Australian war crimes investigator

The Office of the Special Investigator (OSI) is an Australian Commonwealth executive agency that investigates alleged criminal offences under Australian law arising from or related to breaches of the laws of armed conflict by Australian Defence Force personnel in Afghanistan between 2005 and 2016. OSI works with the Australian Federal Police and refers briefs of evidence to the Commonwealth Director of Public Prosecutions.

== History ==
On 12 November 2020 the Prime Minister announced the decision to establish OSI following the release of the Brereton Report into alleged war crimes by Australian special forces in Afghanistan. The agency was created as an executive agency under section 65 of the Public Service Act 1999 by an order of the Governor-General dated 10 December 2020, which commenced on 4 January 2021.

== Role and functions ==
Under the establishment order and portfolio arrangements, OSI:
- reviews findings of the Inspector-General of the Australian Defence Force Afghanistan Inquiry
- works with the Australian Federal Police to investigate alleged criminal offences under Australian law related to breaches of the laws of armed conflict
- develops briefs of evidence for referral to the Commonwealth Director of Public Prosecutions
- undertakes other relevant tasks requested by the Prime Minister and the Attorney-General.

== Governance ==
OSI is an independent executive agency in the Attorney-General's portfolio and is listed under Schedule 1 to the Public Governance, Performance and Accountability Rule 2014. Chris Moraitis serves as Director-General. The Special Investigator is the Hon Mark Weinberg , supported by a Director of Investigations.

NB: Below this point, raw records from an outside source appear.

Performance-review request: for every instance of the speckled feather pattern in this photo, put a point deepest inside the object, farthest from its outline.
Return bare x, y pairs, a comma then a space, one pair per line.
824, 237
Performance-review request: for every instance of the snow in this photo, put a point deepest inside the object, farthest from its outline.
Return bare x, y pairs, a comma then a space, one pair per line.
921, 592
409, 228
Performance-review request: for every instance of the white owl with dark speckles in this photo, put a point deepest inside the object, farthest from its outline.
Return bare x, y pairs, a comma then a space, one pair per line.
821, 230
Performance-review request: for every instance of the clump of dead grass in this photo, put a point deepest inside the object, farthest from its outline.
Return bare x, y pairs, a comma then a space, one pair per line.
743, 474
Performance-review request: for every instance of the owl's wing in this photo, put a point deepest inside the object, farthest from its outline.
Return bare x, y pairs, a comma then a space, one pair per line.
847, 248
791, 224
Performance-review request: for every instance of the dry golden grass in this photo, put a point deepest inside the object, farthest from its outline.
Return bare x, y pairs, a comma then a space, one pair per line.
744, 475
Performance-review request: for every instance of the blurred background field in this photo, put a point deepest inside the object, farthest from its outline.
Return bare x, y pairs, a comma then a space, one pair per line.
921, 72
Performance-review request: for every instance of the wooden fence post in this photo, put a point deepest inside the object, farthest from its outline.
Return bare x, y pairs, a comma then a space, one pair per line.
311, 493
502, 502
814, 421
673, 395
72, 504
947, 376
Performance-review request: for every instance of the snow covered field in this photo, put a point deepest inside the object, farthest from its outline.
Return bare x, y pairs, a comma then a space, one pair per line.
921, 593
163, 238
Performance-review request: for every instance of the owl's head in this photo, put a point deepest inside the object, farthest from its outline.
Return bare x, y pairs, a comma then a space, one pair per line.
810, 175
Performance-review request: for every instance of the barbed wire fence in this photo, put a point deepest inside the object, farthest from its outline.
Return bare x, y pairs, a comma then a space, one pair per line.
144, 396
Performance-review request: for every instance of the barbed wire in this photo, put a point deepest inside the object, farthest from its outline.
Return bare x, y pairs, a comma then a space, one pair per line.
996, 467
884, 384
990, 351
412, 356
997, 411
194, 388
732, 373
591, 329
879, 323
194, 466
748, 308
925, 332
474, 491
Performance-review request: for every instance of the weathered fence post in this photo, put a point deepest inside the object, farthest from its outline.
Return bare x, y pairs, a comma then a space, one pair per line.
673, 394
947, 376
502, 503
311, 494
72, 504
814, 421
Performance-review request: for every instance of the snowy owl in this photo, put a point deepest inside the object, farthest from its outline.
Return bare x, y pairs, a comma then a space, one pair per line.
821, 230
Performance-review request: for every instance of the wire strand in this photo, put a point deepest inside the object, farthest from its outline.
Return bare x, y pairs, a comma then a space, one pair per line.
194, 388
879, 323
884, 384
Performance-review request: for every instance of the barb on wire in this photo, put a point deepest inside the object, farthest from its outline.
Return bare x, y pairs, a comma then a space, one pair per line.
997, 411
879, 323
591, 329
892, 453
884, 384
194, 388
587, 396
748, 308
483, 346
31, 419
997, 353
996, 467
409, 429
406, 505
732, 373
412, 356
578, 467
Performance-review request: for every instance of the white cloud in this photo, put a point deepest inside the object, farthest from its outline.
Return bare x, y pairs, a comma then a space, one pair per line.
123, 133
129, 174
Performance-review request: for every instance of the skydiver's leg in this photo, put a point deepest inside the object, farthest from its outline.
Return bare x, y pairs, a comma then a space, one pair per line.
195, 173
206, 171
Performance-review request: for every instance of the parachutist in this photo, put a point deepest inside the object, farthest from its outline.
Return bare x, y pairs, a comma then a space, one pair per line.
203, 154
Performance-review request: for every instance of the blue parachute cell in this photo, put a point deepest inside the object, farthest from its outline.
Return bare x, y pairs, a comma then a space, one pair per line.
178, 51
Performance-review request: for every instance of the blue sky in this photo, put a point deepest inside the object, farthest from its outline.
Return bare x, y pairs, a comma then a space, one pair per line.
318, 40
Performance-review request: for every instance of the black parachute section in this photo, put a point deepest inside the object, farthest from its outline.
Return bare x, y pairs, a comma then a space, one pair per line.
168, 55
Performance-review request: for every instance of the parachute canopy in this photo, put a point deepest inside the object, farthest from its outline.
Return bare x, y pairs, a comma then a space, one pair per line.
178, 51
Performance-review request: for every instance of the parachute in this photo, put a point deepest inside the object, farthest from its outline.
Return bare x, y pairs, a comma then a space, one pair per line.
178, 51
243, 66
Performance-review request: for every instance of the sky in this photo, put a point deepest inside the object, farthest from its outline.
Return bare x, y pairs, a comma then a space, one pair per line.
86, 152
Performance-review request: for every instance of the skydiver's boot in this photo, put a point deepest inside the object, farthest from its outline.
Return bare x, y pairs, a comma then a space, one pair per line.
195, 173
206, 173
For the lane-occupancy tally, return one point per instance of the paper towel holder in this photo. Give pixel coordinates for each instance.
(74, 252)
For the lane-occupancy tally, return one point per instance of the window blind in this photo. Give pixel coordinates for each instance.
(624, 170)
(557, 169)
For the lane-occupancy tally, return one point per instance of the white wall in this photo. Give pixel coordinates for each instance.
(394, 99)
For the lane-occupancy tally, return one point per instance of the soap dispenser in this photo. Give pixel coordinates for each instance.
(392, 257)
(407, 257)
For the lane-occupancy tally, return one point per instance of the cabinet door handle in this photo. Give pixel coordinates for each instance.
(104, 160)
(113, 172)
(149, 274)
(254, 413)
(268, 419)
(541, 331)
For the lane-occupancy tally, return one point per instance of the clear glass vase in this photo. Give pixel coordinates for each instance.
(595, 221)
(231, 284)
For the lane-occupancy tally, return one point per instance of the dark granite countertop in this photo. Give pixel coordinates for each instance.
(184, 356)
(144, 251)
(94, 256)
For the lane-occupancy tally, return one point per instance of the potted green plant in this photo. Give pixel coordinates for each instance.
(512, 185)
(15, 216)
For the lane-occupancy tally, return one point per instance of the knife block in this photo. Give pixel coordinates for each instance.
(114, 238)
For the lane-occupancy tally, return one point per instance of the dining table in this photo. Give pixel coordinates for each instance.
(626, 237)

== Resources and staffing ==
According to the 2025-26 Portfolio Budget Statements, OSI's total resourcing for 2025-26 is $57.5 million, with an Average Staffing Level of 120 in 2025-26, down from 162 in 2024-25. OSI publishes annual reports and budget information through the Transparency Portal.

== Investigations and proceedings ==
On 20 March 2023 a joint OSI and AFP investigation resulted in the first charge of a war crime under Australian law against a former Special Air Service Regiment soldier, Oliver Schulz. He was charged with one count of war crime - murder under subsection 268.70(1) of the Criminal Code Act 1995. Subsequent court proceedings and media reporting have confirmed he is expected to face trial, with dates subject to national security processes.

On 7 April 2026 Ben Roberts-Smith was arrested, and is expected to be charged with five counts of the war crime of murder.